As readers of my articles at Verywell will know, I often encourage doing things that push the boundaries of your social anxiety. While this will be uncomfortable in the moment, the long-term effect will help you to feel reduced anxiety in those situations that you confront. What this means is that I am not a fan of “taking the easy way out.” If I were to meet with you today and give you one piece of advice to overcome your social anxiety, it would be to avoid doing that.
While that might sound harsh—as though somehow having a mental illness is taking the easy out (it’s certainly not)—it’s meant to be a bit compelling in a challenging kind of a way.
If I were to ask you right now what some of your goals are in life, would they include avoiding that which makes you afraid and aligning your aspirations with the path of least resistance? Probably not. Or maybe yes, but deep down you might know that leaves you feeling a bit uneasy.
Take a moment right now, and write down five things you would do if you felt less anxious in social or performance situations.
That list is obviously going to vary depending on where you are in your life, where you fall on the introversion/extroversion continuum, etc.
But let’s say for argument’s sake that your list looks something like this.
- I would apply for a job that pays better/has more responsibilities.
- I would have more friends/spend more time with people.
- I would speak up more in conversations.
- I would go to more events/parties/gatherings.
- I would go on dates.
Remember, these don’t necessarily have to match yours either in content or level of difficulty.
While it may feel less scary, anxiety-provoking, and fear-inducing to “take the easy way out” and ignore these goals, doing so keeps you at a certain level.
It keeps you among the people that are not serious about overcoming social anxiety. People who are serious about not letting social anxiety rule their lives can do these things. And then some.
Allow me to explain why I don’t agree with living within self-imposed limits such as staying at a low-paying job because it feels easier or staying silent because then you “know you won’t make a mistake.”
What do you learn, or what are you telling yourself, if you take the easy way out?
1. It teaches you to be afraid. If you set limits on what you can or should do based on your anxiety, you are subconsciously telling yourself that your fear is warranted. What’s the worst that would happen if you spoke up in a meeting at work? Could you approach situations from the perspective of trying to make a fool of yourself? What if you allowed yourself to look anxious, made your hands shake on purpose, or tripped over your words just to see how other people would react? Try it sometime, you might be surprised how little of a reaction you get.
2. It does not allow you to learn from your mistakes. Mistakes are the great teachers in life. Without mistakes along the way, you won’t learn. Why do we learn best from our mistakes? Once you’ve learned what not to do, the chance of repeating the same mistake twice is lessened. What social mistake have you made lately? Think back on that mistake and what you learned from it. Appreciate it as a teacher rather than a negative aspect of yourself.
3. You develop a reputation that is hard to shake. You won’t hear this said often about social anxiety, but it does tend to be true. Once you start avoiding people, you will develop a reputation as being standoffish or unapproachable, even though it’s ridiculously untrue. This creates a vicious cycle that you can’t escape. People will stop inviting you to events, stop trying to bring you into the conversation, and even stop thinking of you for promotions at work. It’s movement in a direction that is hard to reverse once it’s started. So start small, and begin to build yourself back into someone you want to be—not someone you’ve become because of who you were afraid to be.

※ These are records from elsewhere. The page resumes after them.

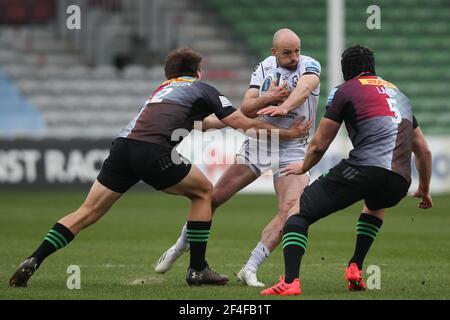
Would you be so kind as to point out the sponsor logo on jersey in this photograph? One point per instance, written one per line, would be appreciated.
(376, 82)
(225, 102)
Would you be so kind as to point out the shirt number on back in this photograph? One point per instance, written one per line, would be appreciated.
(397, 118)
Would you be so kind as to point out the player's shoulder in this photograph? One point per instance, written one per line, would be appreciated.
(309, 64)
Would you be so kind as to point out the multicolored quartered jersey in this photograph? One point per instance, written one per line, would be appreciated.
(379, 121)
(176, 104)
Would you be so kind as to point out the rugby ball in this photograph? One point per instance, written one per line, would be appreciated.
(275, 76)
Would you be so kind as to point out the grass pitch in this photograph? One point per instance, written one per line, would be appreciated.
(117, 254)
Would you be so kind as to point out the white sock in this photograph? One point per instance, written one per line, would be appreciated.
(182, 242)
(259, 255)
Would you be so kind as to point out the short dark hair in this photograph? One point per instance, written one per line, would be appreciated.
(356, 60)
(182, 62)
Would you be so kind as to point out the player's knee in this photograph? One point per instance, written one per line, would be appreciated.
(297, 222)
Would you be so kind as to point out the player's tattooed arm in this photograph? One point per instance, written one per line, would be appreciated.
(424, 168)
(252, 102)
(305, 85)
(322, 139)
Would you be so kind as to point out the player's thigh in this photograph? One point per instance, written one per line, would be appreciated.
(288, 190)
(194, 184)
(235, 178)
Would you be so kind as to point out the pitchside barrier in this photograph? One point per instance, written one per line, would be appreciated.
(58, 164)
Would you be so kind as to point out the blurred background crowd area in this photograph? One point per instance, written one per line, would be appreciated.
(88, 83)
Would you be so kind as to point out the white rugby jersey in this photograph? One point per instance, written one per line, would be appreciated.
(306, 65)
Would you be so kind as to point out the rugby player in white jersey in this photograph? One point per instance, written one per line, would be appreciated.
(280, 106)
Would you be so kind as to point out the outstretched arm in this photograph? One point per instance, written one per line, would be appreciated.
(305, 85)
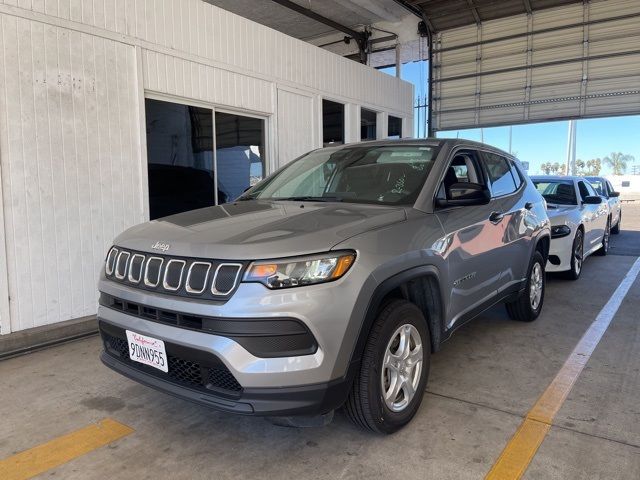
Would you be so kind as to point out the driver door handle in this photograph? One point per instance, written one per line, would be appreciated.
(496, 217)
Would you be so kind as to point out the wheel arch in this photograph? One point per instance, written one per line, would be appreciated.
(419, 285)
(543, 244)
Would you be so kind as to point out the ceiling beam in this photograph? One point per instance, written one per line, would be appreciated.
(360, 37)
(474, 10)
(417, 11)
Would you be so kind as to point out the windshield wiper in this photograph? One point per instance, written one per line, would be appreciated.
(309, 199)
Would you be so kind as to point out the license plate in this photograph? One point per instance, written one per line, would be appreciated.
(147, 350)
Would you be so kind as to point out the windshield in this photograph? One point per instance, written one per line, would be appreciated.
(388, 175)
(597, 184)
(560, 192)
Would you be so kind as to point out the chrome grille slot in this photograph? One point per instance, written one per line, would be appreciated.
(226, 278)
(197, 277)
(173, 274)
(122, 264)
(183, 276)
(111, 261)
(152, 271)
(135, 268)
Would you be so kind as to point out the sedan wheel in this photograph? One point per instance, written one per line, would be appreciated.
(528, 305)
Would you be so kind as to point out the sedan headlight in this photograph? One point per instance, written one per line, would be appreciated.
(299, 271)
(559, 231)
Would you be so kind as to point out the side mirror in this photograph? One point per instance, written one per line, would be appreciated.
(465, 194)
(592, 200)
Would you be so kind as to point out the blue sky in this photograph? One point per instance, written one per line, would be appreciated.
(547, 142)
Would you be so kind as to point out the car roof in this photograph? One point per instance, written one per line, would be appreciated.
(556, 177)
(428, 142)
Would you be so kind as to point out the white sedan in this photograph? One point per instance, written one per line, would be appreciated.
(580, 222)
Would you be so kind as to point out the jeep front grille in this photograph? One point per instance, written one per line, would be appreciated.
(190, 277)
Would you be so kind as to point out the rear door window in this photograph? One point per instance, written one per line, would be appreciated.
(499, 173)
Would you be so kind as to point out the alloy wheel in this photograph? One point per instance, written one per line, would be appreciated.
(401, 367)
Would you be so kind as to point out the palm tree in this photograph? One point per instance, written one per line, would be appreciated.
(618, 162)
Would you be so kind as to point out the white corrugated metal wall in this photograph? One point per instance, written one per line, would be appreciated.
(73, 76)
(589, 70)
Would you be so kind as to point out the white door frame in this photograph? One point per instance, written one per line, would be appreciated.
(5, 314)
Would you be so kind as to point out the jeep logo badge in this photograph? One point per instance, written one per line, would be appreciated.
(160, 246)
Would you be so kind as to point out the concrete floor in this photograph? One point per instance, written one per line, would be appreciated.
(482, 383)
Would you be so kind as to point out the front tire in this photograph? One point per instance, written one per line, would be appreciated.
(389, 387)
(527, 307)
(577, 256)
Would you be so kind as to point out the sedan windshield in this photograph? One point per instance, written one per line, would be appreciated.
(388, 175)
(560, 192)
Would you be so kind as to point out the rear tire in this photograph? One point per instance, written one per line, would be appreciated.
(527, 307)
(383, 371)
(577, 256)
(604, 247)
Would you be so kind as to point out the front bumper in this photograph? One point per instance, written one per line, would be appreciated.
(304, 400)
(310, 382)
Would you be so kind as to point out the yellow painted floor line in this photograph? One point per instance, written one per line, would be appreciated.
(518, 453)
(61, 450)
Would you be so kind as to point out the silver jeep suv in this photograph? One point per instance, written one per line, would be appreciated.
(328, 284)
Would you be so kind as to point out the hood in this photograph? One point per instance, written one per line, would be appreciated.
(253, 230)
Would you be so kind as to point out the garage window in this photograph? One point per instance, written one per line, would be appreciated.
(332, 123)
(185, 171)
(368, 124)
(239, 154)
(180, 156)
(394, 127)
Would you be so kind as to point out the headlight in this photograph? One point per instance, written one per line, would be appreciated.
(299, 271)
(559, 231)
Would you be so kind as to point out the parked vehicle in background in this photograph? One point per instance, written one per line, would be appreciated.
(580, 222)
(605, 189)
(329, 283)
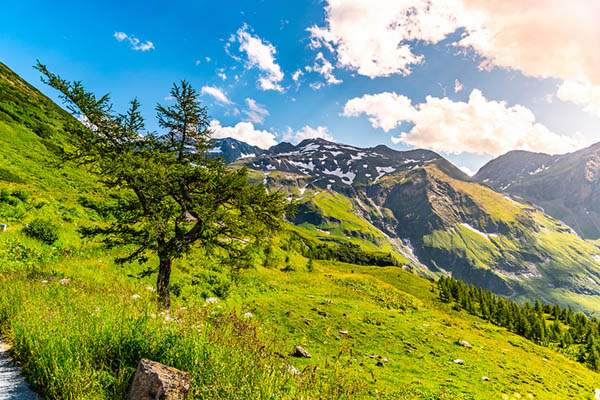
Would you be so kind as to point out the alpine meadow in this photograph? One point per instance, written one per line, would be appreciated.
(324, 200)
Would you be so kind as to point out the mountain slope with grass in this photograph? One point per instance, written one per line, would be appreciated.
(336, 283)
(566, 186)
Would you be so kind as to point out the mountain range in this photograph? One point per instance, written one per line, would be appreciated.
(437, 220)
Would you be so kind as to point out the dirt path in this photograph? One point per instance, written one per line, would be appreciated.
(12, 385)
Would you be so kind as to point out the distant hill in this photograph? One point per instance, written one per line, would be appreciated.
(420, 206)
(565, 186)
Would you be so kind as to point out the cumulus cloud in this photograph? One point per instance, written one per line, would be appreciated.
(296, 75)
(457, 86)
(245, 132)
(256, 112)
(261, 55)
(549, 38)
(325, 68)
(582, 94)
(307, 132)
(217, 94)
(478, 126)
(134, 42)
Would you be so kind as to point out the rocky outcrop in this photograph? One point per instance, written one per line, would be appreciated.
(155, 381)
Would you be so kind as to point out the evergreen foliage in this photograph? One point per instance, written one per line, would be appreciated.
(43, 230)
(167, 194)
(547, 325)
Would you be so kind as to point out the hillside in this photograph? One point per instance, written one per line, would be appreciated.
(79, 323)
(565, 186)
(438, 220)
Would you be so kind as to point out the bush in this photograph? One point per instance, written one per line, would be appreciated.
(21, 195)
(42, 230)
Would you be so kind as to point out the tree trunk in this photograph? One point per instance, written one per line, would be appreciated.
(162, 283)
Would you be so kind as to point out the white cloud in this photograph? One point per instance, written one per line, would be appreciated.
(457, 86)
(307, 132)
(479, 126)
(217, 93)
(262, 56)
(325, 68)
(296, 75)
(135, 43)
(549, 38)
(582, 94)
(245, 132)
(256, 112)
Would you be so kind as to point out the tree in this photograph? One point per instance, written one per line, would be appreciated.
(169, 195)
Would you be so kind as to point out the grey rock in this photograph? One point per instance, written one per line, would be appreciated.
(12, 384)
(155, 381)
(300, 352)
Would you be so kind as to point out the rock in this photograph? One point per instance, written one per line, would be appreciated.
(153, 381)
(300, 352)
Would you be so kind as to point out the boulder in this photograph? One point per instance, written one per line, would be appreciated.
(300, 352)
(155, 381)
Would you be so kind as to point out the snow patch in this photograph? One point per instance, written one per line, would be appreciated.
(382, 171)
(483, 234)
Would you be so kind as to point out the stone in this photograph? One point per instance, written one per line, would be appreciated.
(293, 370)
(300, 352)
(153, 381)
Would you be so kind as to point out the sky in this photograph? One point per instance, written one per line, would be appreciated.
(469, 79)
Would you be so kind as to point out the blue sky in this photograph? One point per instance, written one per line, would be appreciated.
(469, 80)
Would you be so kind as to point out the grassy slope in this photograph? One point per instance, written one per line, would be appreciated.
(79, 327)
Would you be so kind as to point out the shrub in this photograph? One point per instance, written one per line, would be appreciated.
(21, 195)
(42, 230)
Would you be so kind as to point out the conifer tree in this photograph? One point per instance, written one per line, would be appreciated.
(170, 195)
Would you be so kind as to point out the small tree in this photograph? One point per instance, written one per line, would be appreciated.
(170, 194)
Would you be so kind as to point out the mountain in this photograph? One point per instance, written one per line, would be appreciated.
(371, 328)
(565, 186)
(232, 149)
(434, 218)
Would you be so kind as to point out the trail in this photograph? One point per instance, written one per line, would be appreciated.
(12, 384)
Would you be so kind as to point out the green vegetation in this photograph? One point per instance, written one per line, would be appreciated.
(169, 195)
(42, 230)
(79, 322)
(549, 325)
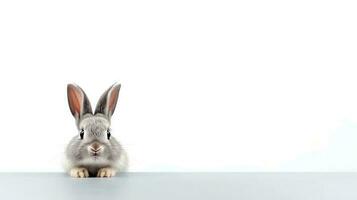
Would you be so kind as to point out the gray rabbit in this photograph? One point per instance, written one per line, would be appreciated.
(93, 152)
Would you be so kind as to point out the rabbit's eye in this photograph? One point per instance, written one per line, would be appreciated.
(108, 134)
(81, 134)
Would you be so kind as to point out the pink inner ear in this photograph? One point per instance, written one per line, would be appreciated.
(75, 100)
(113, 100)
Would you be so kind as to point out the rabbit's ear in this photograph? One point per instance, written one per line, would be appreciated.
(108, 101)
(78, 101)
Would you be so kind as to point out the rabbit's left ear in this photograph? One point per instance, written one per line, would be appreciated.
(108, 101)
(78, 101)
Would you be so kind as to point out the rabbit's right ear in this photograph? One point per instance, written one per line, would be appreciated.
(78, 101)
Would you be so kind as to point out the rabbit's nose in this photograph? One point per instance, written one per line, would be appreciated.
(95, 147)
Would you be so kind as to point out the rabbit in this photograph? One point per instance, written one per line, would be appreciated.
(93, 152)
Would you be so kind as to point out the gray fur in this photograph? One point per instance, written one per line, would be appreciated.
(95, 130)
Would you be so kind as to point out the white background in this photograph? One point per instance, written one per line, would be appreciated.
(206, 85)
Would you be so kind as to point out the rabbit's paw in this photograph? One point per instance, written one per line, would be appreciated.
(79, 172)
(106, 172)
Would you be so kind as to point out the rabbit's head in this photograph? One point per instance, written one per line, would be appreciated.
(94, 138)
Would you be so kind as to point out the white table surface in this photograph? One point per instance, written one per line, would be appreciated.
(182, 186)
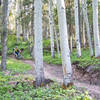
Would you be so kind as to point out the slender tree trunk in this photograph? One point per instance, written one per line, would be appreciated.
(87, 26)
(66, 62)
(18, 25)
(47, 34)
(38, 42)
(51, 29)
(4, 34)
(96, 28)
(57, 42)
(78, 44)
(83, 35)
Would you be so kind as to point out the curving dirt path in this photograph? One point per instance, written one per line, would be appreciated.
(55, 73)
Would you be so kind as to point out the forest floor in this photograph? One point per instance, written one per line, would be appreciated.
(81, 79)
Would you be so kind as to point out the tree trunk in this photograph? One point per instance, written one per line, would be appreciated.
(38, 42)
(4, 34)
(78, 44)
(51, 29)
(84, 7)
(96, 29)
(57, 42)
(66, 62)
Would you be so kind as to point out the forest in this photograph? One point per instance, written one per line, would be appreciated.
(49, 50)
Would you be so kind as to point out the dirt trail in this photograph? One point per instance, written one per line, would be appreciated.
(55, 73)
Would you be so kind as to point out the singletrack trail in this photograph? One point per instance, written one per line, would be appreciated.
(54, 72)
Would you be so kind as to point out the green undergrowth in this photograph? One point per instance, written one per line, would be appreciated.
(17, 84)
(84, 61)
(28, 92)
(17, 66)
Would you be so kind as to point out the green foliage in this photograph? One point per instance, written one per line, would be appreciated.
(83, 61)
(17, 66)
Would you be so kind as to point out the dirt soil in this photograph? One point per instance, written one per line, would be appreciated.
(81, 79)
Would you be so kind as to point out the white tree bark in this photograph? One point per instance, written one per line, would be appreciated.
(78, 44)
(84, 8)
(4, 34)
(51, 29)
(83, 34)
(38, 42)
(66, 62)
(96, 28)
(57, 42)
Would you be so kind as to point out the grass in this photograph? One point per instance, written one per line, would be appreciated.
(17, 66)
(83, 61)
(24, 89)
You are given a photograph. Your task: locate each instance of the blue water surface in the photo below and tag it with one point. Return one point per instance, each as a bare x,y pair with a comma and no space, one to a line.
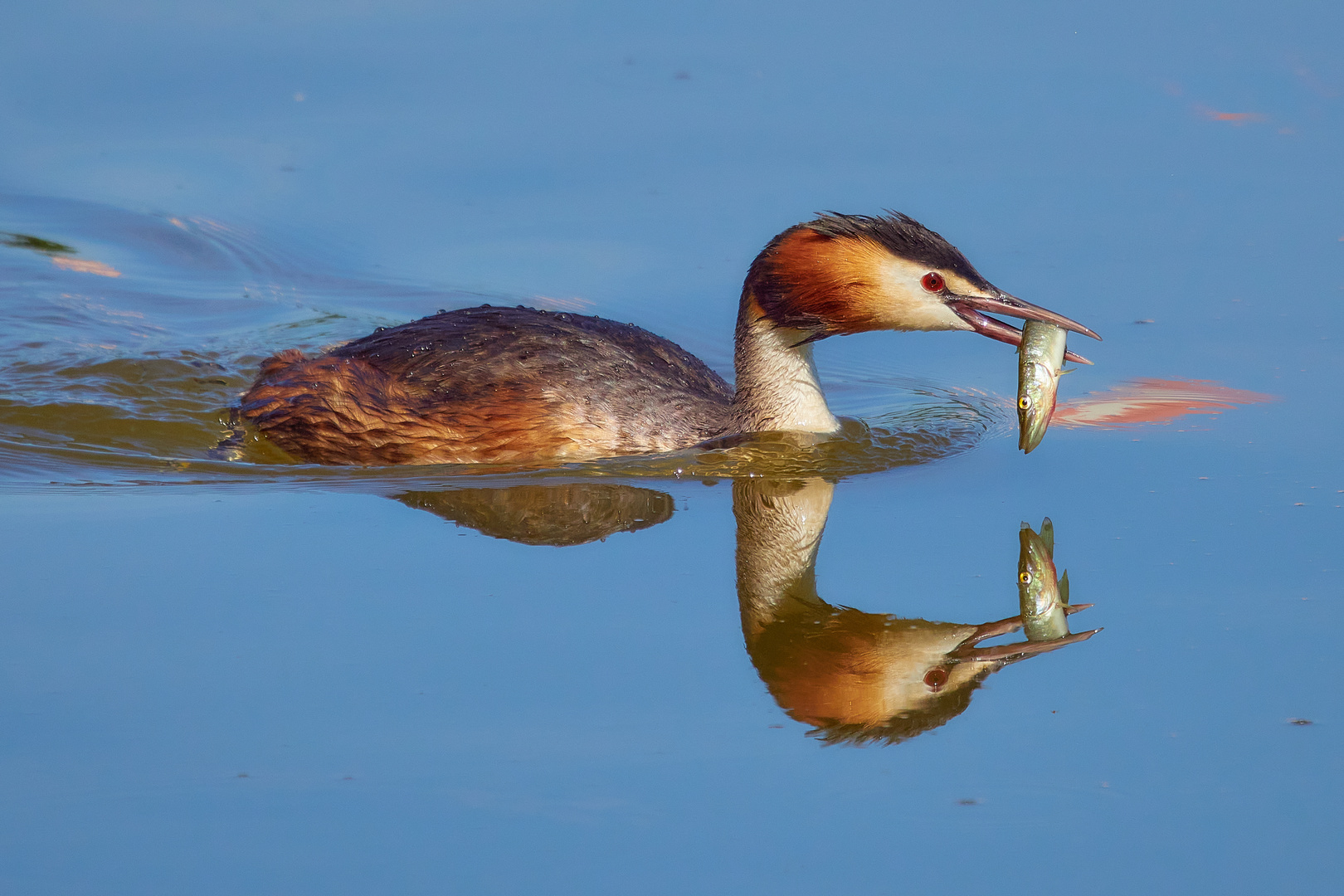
253,677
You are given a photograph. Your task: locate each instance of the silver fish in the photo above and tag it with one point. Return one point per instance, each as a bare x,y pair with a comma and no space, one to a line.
1045,599
1040,360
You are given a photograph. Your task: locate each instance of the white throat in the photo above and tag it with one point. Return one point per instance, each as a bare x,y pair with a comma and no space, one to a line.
777,387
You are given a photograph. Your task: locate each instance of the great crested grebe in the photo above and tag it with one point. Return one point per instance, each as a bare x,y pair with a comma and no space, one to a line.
518,386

4. You will find your options greatly narrowed. Similar to developing a poor reputation, your options will become narrowed the more you try to take the easy way out. While at first you may not notice what you’ve done, eventually you may wake up one day and wonder who you will talk to that day. Don’t let that happen to you. Don’t bank on friends and family being there when you finally make it out of your shell. While the good ones will stay, your relationship with them will be taxed.
While all of this might sound a little harsh, it’s meant to be that way. I don’t want you to keep going down that path.
Think of it this way—you don’t have to change overnight. You don’t have to change in a day. But you want your trajectory to be “up.” You want the slope of the line to be positive, as Susannah Cahalan writes in her book Brain on Fire.
But, if you are not taking the easy way out, what are you to do?
Learning to break free from social anxiety is a topic for another day. I’ll be writing about ways to break free from the easy path soon.
For now, just make a commitment that you will try.